Choosing and Changing Your Child’s NameHelen Jackson
The Duke & Duchess of Sussex has recently announced the birth of their Daughter Lillibet Diana. Diana was to be expected, Lillibet, Queen’s childhood nickname prompted some mixed comments. It is said that “a rose by any other name smells as sweet” but we’ve all passed comment on a celebrity’s bizarre choice and wondered what on earth the parents were thinking.
With very limited exception, the choice of a child’s name at birth is an act of Parental Responsibility. Parental Responsibility is the legal term for parental rights and responsibilities.
If the child’s parents are married, they will both have Parental Responsibility and will be equally responsible for registering the child’s birth and will give the child’s chosen name to the Registrar. If parents are not married, only the Mother will have Parental Responsibility so the child’s name will be registered by the Mother. If the Father disagrees with the Mother’s choice of names his only remedy would be to make an Application to Court for a Specific Issue Order, but unless the Mother’s choice is as bad as the names in the Re C case the Court won’t interfere.

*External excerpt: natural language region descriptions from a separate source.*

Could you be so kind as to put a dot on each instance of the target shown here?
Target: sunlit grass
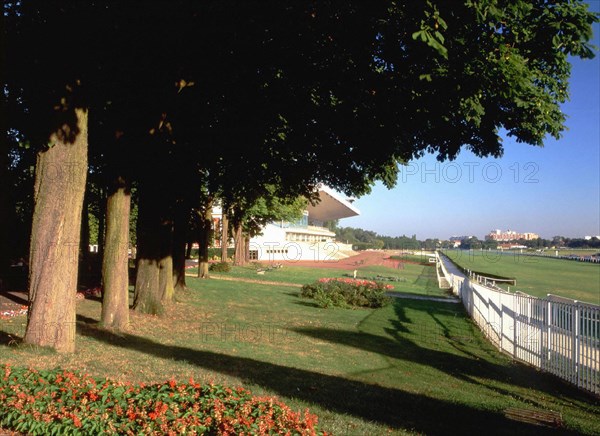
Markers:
(415, 366)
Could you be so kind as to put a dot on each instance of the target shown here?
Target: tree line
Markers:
(167, 108)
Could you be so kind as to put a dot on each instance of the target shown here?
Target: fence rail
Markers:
(557, 335)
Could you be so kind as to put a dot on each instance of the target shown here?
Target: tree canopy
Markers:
(182, 98)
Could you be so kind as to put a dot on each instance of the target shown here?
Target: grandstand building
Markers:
(510, 235)
(305, 239)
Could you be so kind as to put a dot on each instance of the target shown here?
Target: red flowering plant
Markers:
(347, 292)
(64, 402)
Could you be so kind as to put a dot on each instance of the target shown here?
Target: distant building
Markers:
(305, 239)
(510, 235)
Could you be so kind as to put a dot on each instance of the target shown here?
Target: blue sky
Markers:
(554, 190)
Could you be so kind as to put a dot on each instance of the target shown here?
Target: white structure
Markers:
(557, 335)
(305, 239)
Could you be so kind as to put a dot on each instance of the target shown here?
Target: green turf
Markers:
(535, 275)
(412, 367)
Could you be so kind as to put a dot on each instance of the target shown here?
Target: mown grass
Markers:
(411, 278)
(412, 367)
(535, 275)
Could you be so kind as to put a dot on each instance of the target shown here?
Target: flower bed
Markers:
(343, 292)
(61, 402)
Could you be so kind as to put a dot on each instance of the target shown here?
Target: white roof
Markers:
(331, 207)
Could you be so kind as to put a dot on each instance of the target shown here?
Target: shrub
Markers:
(64, 402)
(338, 292)
(220, 267)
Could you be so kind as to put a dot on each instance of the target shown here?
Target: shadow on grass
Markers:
(464, 360)
(392, 407)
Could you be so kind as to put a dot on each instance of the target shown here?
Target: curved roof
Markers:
(331, 207)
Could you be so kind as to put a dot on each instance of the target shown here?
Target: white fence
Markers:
(557, 335)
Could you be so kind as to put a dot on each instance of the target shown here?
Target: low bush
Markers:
(220, 267)
(339, 292)
(63, 402)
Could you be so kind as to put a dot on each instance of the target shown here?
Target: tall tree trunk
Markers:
(179, 240)
(101, 223)
(239, 257)
(115, 263)
(224, 235)
(85, 267)
(247, 249)
(154, 276)
(188, 248)
(58, 193)
(204, 238)
(5, 207)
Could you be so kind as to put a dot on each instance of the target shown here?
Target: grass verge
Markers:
(412, 367)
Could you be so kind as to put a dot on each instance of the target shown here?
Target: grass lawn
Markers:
(412, 367)
(535, 275)
(412, 278)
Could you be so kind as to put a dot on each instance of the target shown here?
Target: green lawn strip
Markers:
(537, 276)
(408, 278)
(413, 366)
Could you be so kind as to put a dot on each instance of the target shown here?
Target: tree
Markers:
(115, 263)
(55, 233)
(314, 92)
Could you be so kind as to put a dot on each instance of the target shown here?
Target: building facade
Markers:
(305, 239)
(510, 235)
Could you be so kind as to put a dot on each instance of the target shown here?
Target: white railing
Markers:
(557, 335)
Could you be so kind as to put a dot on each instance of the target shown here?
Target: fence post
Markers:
(576, 343)
(549, 339)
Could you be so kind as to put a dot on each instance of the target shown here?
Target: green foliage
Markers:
(63, 402)
(347, 293)
(220, 267)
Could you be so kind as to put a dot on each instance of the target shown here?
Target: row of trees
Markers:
(172, 106)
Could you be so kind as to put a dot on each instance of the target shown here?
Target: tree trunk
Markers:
(224, 235)
(154, 277)
(179, 240)
(188, 248)
(115, 263)
(101, 223)
(239, 257)
(86, 272)
(247, 249)
(204, 238)
(58, 193)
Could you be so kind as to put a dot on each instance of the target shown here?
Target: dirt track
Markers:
(15, 300)
(364, 258)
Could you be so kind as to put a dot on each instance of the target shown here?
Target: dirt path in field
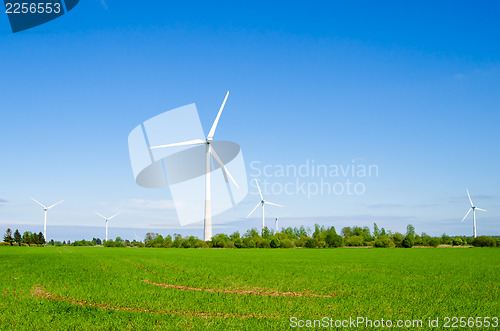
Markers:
(38, 292)
(252, 291)
(255, 291)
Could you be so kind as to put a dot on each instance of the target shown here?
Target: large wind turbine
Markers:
(209, 151)
(473, 209)
(45, 216)
(107, 219)
(262, 202)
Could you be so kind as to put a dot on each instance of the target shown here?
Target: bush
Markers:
(238, 243)
(334, 240)
(434, 242)
(311, 243)
(484, 241)
(286, 243)
(384, 242)
(398, 238)
(265, 243)
(408, 241)
(354, 241)
(248, 243)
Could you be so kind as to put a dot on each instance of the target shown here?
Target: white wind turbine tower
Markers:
(107, 219)
(473, 209)
(209, 151)
(262, 203)
(45, 216)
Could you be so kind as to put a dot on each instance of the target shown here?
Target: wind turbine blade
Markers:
(101, 215)
(253, 210)
(37, 202)
(260, 193)
(467, 214)
(185, 143)
(114, 215)
(212, 150)
(274, 204)
(471, 204)
(214, 126)
(55, 204)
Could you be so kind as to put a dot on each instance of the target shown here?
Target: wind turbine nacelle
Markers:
(27, 14)
(184, 167)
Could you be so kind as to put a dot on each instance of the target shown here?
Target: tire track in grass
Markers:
(240, 291)
(252, 291)
(38, 292)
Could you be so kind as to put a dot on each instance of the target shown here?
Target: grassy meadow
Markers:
(95, 288)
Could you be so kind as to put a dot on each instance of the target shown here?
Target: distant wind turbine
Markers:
(209, 151)
(473, 209)
(107, 219)
(263, 202)
(45, 216)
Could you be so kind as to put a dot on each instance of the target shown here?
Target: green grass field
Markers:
(90, 288)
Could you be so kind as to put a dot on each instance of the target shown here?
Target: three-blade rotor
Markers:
(46, 208)
(472, 207)
(262, 201)
(208, 141)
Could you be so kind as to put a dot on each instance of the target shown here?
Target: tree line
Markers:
(28, 238)
(321, 237)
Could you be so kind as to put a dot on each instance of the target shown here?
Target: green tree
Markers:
(347, 232)
(266, 233)
(17, 237)
(275, 243)
(41, 239)
(251, 233)
(484, 241)
(28, 238)
(410, 230)
(332, 239)
(398, 238)
(8, 237)
(376, 231)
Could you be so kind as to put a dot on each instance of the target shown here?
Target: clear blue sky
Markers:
(411, 87)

In Re C a Local Authority intervened. The children were the subject of Care Proceedings. The Mother proposed that the children should be named Cyanide and Preacher. The Court took the view that naming the little girl Cyanide would go beyond the unusual, bizarre, extreme and foolish and gave the Court reasonable cause to believe that the child would suffer significant emotional harm because of the name.
Changes of first name after registration are not common but they are increasingly arising in the case of transgender children. If both parents have Parental Responsibility, they would both need to agree to the change of name. In the case of disagreement, the parent wishing to change the child’s name would need to apply to Court for a Specific Issue Order. The Court’s decision will depend on the circumstances of the case and will attach considerable weight to the emotional welfare of the child.
Courts do not routinely interfere with the parent’s exercise of their Parental Responsibility. If both parents have Parental Responsibility and agree to the change of a child’s surname, they may change it, and whoever has sole Parental Responsibility for a child may change it, but a child’s surname cannot be changed without the authority of all who have Parental Responsibility. If they do not agree then the person wishing to change the child’s name would need to apply to Court for a Specific Issue Order, and it will be for the parent who wants to change the child’s surname to convince the Court that to do so will further the child’s welfare.
The welfare of the child will always be paramount. The Court will take account of the reasons for the proposed change of name, but considerable weight will be given to the link that the child’s surname recognises to the child’s Father. The fact that the child’s surname might be different to that of the parent wanting to change the name is unlikely to carry much weight unless it can be demonstrated that the name is causing the child so much embarrassment or anxiety as to be causing emotional harm.
Courts will almost always be reluctant to allow parents to “ditch” the surname given to a child at birth without compelling reasons.
Anyone can change their own name when they reach their 18th Birthday. Young people between 16 and 18 can change their own name unless a Residence or “Living With” Order is in place, in which case they will need the consent of everyone who has Parental Responsibility for them.